Now that the Senate has passed its amnesty legislation, attention turns next to the House, which returns Monday for three weeks of work before the month-long August recess. Supporters of the Senate bill had hoped action on the issue in that chamber would put pressure on the House to act. Speaker Boehner, however, has already said the Senate bill is DOA in the House. The most likely outcome is the passage of narrow legislation focused primarily on border security and enforcement.
The foundational flaw in the Senate bill is that it trades nearly-immediate legalization for a promise of increased security and enforcement in the future. Obama’s decision last week to ignore, for at least one year, a major provision of ObamaCare shows the folly of that bargain.
If the Obama Administration won’t enforce laws it supported, what chance is there that it will enforce provisions it either doesn’t support or believes are unnecessary? The strongest security and enforcement mechanisms are worthless if the Administration simply chooses to ignore them.
Rep. Steve King told Breitbart News, “What’s the point of passing news laws if Obama isn’t going to enforce them?”

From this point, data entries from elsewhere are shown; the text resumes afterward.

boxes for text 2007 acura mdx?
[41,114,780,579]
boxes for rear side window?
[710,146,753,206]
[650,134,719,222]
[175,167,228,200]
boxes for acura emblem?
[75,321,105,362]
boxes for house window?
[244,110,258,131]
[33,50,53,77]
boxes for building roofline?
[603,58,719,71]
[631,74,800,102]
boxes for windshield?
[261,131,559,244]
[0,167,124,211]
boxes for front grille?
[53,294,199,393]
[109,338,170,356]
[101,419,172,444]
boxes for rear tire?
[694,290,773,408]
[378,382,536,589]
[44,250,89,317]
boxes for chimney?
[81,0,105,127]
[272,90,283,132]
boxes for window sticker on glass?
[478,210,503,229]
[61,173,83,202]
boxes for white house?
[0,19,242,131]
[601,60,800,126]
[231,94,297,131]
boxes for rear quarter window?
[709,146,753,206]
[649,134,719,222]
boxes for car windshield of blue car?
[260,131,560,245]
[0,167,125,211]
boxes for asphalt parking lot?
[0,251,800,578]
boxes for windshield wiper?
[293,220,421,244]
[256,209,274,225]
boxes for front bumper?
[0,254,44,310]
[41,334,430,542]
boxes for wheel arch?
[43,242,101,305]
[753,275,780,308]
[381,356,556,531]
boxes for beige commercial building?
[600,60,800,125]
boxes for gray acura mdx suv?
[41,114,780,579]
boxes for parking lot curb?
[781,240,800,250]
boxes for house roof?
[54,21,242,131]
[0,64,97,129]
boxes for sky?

The only certainty provided in the Senate bill is a multi-year “pathway to citizenship.” Some in the House have discussed a “pathway to legalization,” that would allow current illegal immigrants to remain in the country but not have the opportunity to become citizens. Many activists consider either “path” amnesty. Without assurances that the border will be secured and enforcement increased, opposition to any “pathway” will intensify.
Of the fourteen GOP Senators who voted for the amnesty bill, only three are up for reelection next year. In the House, every member of the GOP caucus is up for reelection. For the overwhelming majority, a primary challenge is the only thing that could knock them out of Congress. For many, it would be political suicide to support anything resembling the Senate bill. Members of Congress are not in the habit of committing political suicide.